Segment and Other Results
The EFT Processing Segment reports the following results for the third quarter 2020 compared with the same period or date in 2019:
- Revenues of $144.1 million, a 54% decrease from $316.2 million (55% decrease on a constant currency basis).
- Operating income of $6.2 million, a 96% decrease from $150.9 million (96% decrease on a constant currency basis).
- Adjusted EBITDA of $27.7 million, an 84% decrease from $168.9 million (84% decrease on a constant currency basis).
- Transactions of 910 million, a 14% increase from 800 million.
- Operated 43,956 ATMs as of September 30, 2020, a 7% decrease from 47,209.

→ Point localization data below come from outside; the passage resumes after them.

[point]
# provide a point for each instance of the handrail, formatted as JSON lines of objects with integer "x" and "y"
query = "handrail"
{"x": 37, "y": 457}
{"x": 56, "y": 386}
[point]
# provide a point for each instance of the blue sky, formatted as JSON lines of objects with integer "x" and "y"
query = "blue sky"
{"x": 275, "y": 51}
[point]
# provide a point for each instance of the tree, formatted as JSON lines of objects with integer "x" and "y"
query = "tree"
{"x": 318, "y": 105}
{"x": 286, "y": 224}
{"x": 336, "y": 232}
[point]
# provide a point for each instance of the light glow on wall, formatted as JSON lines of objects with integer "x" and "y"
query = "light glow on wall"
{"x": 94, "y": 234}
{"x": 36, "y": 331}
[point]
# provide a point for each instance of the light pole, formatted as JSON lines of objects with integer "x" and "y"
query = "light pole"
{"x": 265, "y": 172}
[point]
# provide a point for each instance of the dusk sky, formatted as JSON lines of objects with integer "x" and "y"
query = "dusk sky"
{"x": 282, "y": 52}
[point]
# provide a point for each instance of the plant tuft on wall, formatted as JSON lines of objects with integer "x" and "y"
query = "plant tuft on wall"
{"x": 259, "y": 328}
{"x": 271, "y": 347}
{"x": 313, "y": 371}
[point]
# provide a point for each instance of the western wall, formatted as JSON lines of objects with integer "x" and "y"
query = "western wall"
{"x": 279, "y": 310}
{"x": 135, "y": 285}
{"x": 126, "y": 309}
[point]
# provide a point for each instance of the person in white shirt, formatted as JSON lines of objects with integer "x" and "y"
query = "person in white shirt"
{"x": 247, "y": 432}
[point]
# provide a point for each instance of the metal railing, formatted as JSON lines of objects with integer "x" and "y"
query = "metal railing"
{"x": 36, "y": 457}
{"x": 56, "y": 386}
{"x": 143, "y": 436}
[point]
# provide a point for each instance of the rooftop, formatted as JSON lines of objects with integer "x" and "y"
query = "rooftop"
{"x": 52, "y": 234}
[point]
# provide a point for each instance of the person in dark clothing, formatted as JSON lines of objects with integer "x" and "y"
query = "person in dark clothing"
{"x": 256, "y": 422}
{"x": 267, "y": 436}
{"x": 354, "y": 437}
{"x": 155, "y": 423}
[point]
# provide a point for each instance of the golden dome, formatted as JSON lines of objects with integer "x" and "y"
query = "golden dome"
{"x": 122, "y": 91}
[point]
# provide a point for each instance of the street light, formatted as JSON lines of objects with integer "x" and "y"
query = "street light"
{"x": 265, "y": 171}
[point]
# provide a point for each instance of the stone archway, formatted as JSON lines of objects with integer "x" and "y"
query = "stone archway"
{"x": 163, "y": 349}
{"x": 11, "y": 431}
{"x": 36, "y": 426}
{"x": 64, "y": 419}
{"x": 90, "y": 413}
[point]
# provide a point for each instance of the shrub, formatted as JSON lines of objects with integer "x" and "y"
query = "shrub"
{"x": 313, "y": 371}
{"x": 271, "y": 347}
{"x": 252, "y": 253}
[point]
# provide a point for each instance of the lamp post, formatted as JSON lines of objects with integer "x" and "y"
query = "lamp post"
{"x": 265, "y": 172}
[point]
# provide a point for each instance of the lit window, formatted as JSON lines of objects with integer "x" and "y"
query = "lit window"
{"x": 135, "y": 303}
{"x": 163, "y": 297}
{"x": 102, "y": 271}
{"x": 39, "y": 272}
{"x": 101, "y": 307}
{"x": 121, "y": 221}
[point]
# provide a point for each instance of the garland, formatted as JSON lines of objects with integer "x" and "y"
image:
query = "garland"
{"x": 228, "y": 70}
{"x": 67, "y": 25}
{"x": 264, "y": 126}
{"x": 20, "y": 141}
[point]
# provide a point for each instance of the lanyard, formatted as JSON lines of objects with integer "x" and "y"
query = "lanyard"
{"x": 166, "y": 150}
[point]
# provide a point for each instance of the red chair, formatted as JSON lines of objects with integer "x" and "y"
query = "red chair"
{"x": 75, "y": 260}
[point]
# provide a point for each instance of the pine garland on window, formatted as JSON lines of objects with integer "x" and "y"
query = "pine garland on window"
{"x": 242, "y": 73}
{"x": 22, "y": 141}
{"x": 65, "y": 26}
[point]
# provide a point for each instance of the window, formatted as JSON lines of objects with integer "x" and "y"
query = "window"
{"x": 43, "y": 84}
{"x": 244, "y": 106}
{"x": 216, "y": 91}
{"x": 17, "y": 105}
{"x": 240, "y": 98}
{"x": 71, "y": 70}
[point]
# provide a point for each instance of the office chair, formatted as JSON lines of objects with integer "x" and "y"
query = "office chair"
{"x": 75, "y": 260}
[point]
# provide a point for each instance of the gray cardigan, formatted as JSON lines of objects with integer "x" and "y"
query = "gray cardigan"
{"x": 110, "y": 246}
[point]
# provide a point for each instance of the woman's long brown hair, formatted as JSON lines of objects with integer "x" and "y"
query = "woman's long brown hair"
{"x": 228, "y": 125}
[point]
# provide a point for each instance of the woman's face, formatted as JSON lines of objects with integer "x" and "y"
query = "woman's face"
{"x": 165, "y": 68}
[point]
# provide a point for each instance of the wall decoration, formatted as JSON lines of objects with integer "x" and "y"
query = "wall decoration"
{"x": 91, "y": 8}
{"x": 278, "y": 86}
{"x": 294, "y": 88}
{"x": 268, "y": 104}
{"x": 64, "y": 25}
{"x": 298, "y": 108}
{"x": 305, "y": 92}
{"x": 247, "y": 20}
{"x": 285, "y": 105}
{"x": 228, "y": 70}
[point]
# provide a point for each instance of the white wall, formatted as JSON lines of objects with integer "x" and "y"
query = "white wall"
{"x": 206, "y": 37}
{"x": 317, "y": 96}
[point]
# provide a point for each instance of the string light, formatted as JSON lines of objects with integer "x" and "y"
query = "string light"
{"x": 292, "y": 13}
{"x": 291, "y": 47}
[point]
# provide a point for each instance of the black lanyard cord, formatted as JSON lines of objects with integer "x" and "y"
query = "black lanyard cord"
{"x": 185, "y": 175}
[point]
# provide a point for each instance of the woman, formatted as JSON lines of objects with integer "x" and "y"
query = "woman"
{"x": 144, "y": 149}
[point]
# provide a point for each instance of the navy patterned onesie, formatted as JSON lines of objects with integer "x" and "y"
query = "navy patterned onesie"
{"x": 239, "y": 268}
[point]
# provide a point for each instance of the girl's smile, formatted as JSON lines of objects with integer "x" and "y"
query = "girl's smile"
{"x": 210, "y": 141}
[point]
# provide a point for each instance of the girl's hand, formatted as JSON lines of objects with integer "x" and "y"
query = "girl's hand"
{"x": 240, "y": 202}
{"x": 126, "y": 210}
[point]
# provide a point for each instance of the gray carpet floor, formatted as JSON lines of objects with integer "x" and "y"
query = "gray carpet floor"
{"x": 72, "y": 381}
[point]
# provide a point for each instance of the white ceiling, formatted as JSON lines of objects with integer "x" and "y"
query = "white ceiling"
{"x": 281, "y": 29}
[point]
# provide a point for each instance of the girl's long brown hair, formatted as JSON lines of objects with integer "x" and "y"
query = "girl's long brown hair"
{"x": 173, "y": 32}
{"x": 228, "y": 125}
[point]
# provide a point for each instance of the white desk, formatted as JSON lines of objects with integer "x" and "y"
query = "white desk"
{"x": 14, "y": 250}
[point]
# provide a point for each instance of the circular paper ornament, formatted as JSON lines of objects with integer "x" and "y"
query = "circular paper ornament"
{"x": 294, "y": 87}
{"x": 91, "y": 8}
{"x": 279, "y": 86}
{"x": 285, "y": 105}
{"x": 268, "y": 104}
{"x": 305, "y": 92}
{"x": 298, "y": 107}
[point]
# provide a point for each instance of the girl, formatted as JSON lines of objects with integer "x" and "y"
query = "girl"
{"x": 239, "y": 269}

Revenue, operating income, and adjusted EBITDA declines in the third quarter 2020 were driven by the impact of fewer high-value cross-border transactions in Europe and Asia Pacific related to the COVID-19 pandemic-driven governmentally-imposed border closures and shelter-in-place orders. Partially offsetting the high-value transaction declines, the EFT segment realized marginal benefit from a significant volume increase in low-value point-of-sale transactions in Europe and low-value payment processing transactions for an Asia Pacific customer's bank wallet and e-commerce site together with realized cost savings exceeding $30 million in the third quarter 2020.
The EFT Segment's active ATMs were lower than the prior year due to temporary closures of approximately 3,500 ATMs in Europe to limit the impact caused by COVID-19, the removal of 450 YourCash ATMs and the loss of 580 low-margin, low-value ATMs in India, partially offset by nearly 1,000 new high-value deployed ATMs and 300 new outsourcing ATMs.